If your turnover is more than 3 million, your business is subject to the Information Privacy Act and the OAIC guidelines. The guidelines say you need to take “reasonable steps” and “active measures” to ensure the security of personal information.
For your business to be secure today you must have addressed four recent problems security researchers found.
1. Problem if you have SMBv1 enabled
You’ve recently heard the media talk about the WannaCry Virus. What they missed is an update to stop the virus was released in March, months before the virus arrived. This virus is not an issue for our customers, they have all been updated.
MANAGEMENT SHOULD: Ask for a report listing the last time every PC and server was updated. Fix any missing the updates released in May.
Bonus points: As an extra precaution, you can ask your IT team to also disable SMBv1 on all computers & servers. It was replaced by SMBv2 and SMBv3 many years ago anyway 🙂
2. Problem with Windows default Antivirus
Windows Defender creates a problem with all versions of windows able to be automatically infected with a virus using a bug. Any computer using Microsoft’s antivirus without a recent update is vulnerable.
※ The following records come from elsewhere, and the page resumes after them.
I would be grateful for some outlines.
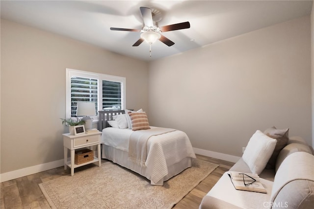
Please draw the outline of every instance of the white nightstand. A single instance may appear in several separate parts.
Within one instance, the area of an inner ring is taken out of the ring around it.
[[[77,135],[70,135],[70,133],[62,134],[64,147],[64,170],[67,169],[67,166],[70,167],[71,176],[74,175],[74,168],[78,167],[97,162],[99,167],[101,166],[102,159],[101,157],[100,135],[101,133],[101,132],[97,131],[95,133]],[[93,160],[79,165],[74,163],[75,150],[94,145],[97,145],[97,157],[94,157]],[[68,149],[71,150],[71,160],[69,161],[68,161]]]

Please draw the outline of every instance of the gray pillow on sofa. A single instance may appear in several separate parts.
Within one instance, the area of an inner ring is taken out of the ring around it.
[[[270,158],[266,165],[266,168],[270,169],[275,168],[276,160],[279,152],[288,143],[289,140],[289,129],[277,129],[274,126],[266,129],[264,133],[272,138],[277,140],[275,150]]]

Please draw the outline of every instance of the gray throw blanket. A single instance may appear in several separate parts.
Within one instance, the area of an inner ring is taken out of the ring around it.
[[[145,166],[147,157],[147,141],[148,139],[151,136],[175,131],[176,131],[175,129],[157,127],[134,131],[131,134],[129,142],[129,159],[141,166]]]

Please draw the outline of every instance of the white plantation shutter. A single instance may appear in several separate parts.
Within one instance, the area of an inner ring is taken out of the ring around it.
[[[72,77],[71,78],[71,116],[76,115],[78,102],[95,103],[98,109],[98,80],[87,78]]]
[[[121,107],[121,83],[103,80],[103,108]]]
[[[125,78],[66,69],[66,79],[67,118],[76,117],[78,102],[95,103],[97,115],[104,108],[126,108]]]

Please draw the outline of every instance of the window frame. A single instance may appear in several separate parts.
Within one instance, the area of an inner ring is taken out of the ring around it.
[[[88,71],[83,71],[70,68],[66,68],[66,101],[65,101],[65,115],[66,118],[71,117],[71,78],[72,77],[86,78],[96,79],[97,80],[98,92],[98,110],[97,111],[103,110],[103,80],[110,80],[121,83],[121,105],[122,109],[126,109],[126,79],[125,77],[103,74]],[[82,117],[78,117],[79,119]],[[99,115],[91,116],[93,118],[93,122],[97,122],[99,120]],[[73,118],[73,117],[72,117]]]

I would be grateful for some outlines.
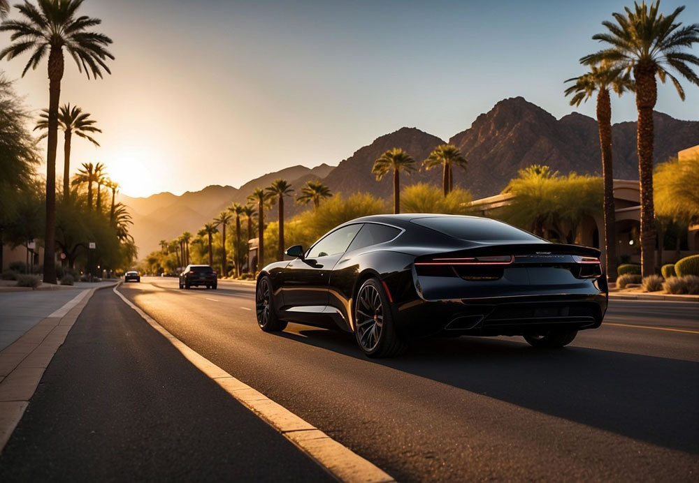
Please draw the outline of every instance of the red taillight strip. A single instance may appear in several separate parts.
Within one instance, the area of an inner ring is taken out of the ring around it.
[[[433,260],[475,260],[477,258],[470,257],[467,258],[433,258]],[[510,265],[514,262],[514,255],[510,255],[509,262],[415,262],[416,265]]]

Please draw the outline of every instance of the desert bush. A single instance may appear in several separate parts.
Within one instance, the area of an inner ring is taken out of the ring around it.
[[[663,288],[667,293],[699,295],[699,276],[671,276],[663,283]]]
[[[403,188],[401,211],[403,213],[445,213],[468,214],[471,194],[465,190],[454,189],[447,196],[441,188],[427,183],[417,183]]]
[[[617,273],[619,275],[640,275],[641,274],[641,266],[637,265],[633,263],[624,263],[619,266],[617,269]]]
[[[668,263],[665,265],[663,265],[662,268],[660,269],[660,272],[663,274],[663,278],[669,278],[671,276],[677,276],[677,274],[675,272],[675,264]]]
[[[3,280],[17,280],[17,274],[12,270],[5,270],[0,276]]]
[[[636,274],[624,274],[619,275],[617,278],[617,286],[619,288],[625,288],[629,283],[640,283],[641,276]]]
[[[24,262],[10,262],[9,268],[17,274],[27,273],[27,264]]]
[[[663,290],[663,279],[660,275],[649,275],[641,281],[644,292],[657,292]]]
[[[36,288],[41,285],[41,277],[38,275],[24,275],[20,274],[17,276],[17,287],[31,287]]]
[[[699,255],[684,257],[675,264],[675,271],[677,274],[677,276],[699,276]]]

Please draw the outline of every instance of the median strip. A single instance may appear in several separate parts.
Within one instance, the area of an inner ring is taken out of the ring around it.
[[[338,480],[357,482],[395,481],[378,466],[195,352],[129,300],[117,288],[113,289],[114,293],[160,332],[195,367]]]

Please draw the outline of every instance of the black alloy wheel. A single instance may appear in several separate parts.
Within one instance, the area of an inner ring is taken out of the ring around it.
[[[405,348],[396,332],[388,297],[375,278],[364,282],[357,292],[354,335],[360,348],[370,357],[391,357]]]
[[[274,311],[274,299],[272,294],[272,281],[266,275],[260,278],[255,291],[255,313],[257,325],[265,332],[284,330],[286,320],[280,320]]]

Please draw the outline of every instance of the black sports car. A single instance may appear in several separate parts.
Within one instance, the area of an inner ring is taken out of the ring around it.
[[[180,274],[180,288],[199,285],[214,290],[218,286],[216,272],[210,265],[187,265]]]
[[[524,336],[561,347],[598,327],[607,286],[596,248],[554,244],[495,220],[399,214],[340,225],[257,278],[257,322],[354,332],[368,356],[430,335]]]
[[[126,283],[129,281],[133,281],[134,282],[140,281],[140,274],[135,270],[130,270],[124,274],[124,283]]]

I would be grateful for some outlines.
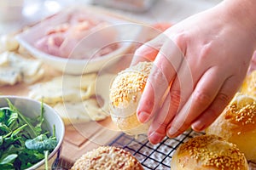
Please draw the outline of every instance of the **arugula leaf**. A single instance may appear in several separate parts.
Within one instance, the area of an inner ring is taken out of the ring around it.
[[[48,139],[45,134],[40,134],[35,139],[26,140],[25,145],[29,150],[54,150],[56,142],[55,138]]]
[[[17,154],[11,154],[7,156],[6,157],[1,158],[0,160],[0,165],[4,165],[4,164],[9,164],[15,162],[16,157],[18,156]]]
[[[37,132],[34,128],[34,127],[32,126],[32,124],[31,122],[29,122],[26,117],[18,110],[18,109],[9,101],[9,99],[7,99],[8,105],[10,108],[11,110],[13,110],[14,112],[17,112],[19,117],[20,118],[21,121],[23,121],[26,124],[27,124],[27,126],[29,127],[28,129],[28,133],[31,135],[32,138],[35,138],[37,136]]]
[[[9,100],[9,107],[0,108],[0,169],[26,169],[45,159],[57,145],[55,129],[49,131],[42,126],[44,108],[36,118],[22,115]],[[28,147],[26,147],[28,146]]]

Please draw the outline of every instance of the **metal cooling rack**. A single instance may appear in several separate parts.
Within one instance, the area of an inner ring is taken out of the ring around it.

MANAGEMENT SHOULD: Ask for a report listing the computer antivirus engine and the date it last updated. Fix any that last updated more than two days ago.
3. Problem with HP laptops
HP also made headlines for including a keylogger on some laptops. It’s easy to make affected machines log every key you press into a file.
MANAGEMENT SHOULD: Ask if any purchased assets are in the list of affected models. Apply updates to any affected assets.
4. Problem with Intel Software on many computers
Intel also has a major software vulnerability. This is a problem to watch as it affects 137 of our customer’s computers and there is no update available yet. There are short term workarounds until there is an update to fix this problem.
MANAGEMENT SHOULD: Ask for a report of affected machines and implement short term workarounds (available at the link above) until updates are available.
The above are all major issues and the media is only talking about one of them. We gave the reports above to our managed customers to help avoid any worry they might have after listening to the news.